Other than having inherited the notion from Network Solutions, what is the
rationale 
for techies to get involved in trademark law in any event? One of the
abiding features 
of the internet, which it seems to me should be protected at all costs, and
without 
regard to whatever other inconveniences may arise therefrom, is that of
full public 
access. What possible rationale can be advanced for the notion that in
order for a 
person to become an internet participant, that person must agree in advance
to give 
up certain rights that are established by the law of that person's country.
In the U.S., 
that counts as a restraint on free speech, and while governments have the
authority 
to condition the use of public facilities such as telephones and the like
upon acceptance 
of certain regulations, DNSO and ICANN certainly do not. To exact a price
consisting 
of an abandonment of a constitutional right to seek redress in the courts
as the ticket 
for entering into the internet as a domain name holder, by way of a
contract of adhesion 
through which one is forever precluded from so entering unless the contract
is signed, 
seems to me to be contrary to every universal principle of justice, and
very likely an 
actionable offense. (Just because no one has yet had the wit to properly
challenge NSI 
on its policy does not legitimatize that policy.)
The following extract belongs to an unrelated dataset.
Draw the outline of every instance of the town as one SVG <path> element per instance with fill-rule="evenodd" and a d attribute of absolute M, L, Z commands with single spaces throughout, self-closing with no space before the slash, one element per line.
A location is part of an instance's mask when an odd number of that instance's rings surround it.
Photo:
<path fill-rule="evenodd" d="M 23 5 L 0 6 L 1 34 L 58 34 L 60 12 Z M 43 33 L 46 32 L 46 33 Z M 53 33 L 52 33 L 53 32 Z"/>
In short, I see at least some of the WIPO document, and some of this
report, as 
having swallowed whole much of the "NSI common law of trademarks," in spite 
of the oft-repeated observations in U. S. Federal Court opinions that NSI
cannot 
re-write trademark law. By sheer repetition, a mindset has been established
in 
which the onus of abiding by various rules and policies is again placed on
those 
who may be perfectly innocent domain name holders, while one NEVER sees 
any provisions through which a covetous trademark owner would be called to 
account for attempting to poach on a legitimate, lawfully acquired and
lawfully 
held domain name.

The playing field would seem still to be tilted precipitously.